Class 2 focused on China, the U.S.’s primary great power competitor. China is using all elements of national power: diplomacy (soft power, alliances, coercion), information/ intelligence, its military might and economic strength (Belt and Road Initiative) as well as exploiting Western finance and technology. China’s goal is to challenge and overturn the U.S.-led liberal international order and replace it with a neo-totalitarian model.
The third class focused on Russia, which since 2014 has asserted itself as a competing great power. We learned how Russia pursues security and economic interests in parallel with its ideological aims. At times, these objectives complement each other.

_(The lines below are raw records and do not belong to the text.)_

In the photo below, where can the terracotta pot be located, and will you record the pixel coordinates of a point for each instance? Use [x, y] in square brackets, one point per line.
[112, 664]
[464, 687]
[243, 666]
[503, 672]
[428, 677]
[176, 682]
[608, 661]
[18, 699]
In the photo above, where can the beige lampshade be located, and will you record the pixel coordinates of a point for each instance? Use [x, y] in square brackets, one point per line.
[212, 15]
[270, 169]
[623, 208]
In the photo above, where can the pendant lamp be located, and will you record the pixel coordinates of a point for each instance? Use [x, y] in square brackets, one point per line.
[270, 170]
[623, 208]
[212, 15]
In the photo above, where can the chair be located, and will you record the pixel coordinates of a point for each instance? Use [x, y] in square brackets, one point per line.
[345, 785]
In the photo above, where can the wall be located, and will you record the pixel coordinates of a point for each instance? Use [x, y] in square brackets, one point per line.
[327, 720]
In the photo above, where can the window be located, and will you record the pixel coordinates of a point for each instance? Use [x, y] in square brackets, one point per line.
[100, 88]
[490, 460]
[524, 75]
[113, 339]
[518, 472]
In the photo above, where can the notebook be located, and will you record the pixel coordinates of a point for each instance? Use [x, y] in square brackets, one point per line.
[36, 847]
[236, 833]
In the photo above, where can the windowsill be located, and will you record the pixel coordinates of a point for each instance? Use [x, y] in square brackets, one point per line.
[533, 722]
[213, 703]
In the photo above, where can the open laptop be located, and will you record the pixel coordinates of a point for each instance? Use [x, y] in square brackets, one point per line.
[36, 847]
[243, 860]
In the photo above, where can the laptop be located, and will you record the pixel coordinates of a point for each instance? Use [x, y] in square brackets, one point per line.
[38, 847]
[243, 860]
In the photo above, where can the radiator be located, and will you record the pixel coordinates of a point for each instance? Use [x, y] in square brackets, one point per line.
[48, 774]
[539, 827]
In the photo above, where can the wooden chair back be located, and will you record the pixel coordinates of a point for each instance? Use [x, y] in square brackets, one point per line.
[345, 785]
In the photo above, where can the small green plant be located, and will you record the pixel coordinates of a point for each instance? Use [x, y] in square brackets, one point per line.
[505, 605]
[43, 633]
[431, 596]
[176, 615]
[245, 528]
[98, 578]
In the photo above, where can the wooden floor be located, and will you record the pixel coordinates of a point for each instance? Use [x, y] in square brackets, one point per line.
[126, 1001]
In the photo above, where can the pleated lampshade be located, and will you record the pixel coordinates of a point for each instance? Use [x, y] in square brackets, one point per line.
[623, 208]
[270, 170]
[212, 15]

At other times they clash, as Russian policy is run by Vladimir Putin and his political institutions.
The fourth class shifted our focus to the impact commercial technologies have on DIME-FIL. The first technology we examined were semiconductors, the oil of the 21st century. The U.S. is dependent on TSMC, located in Taiwan, for its most advanced logic chips. This is problematic as China claims Taiwan is a province of China.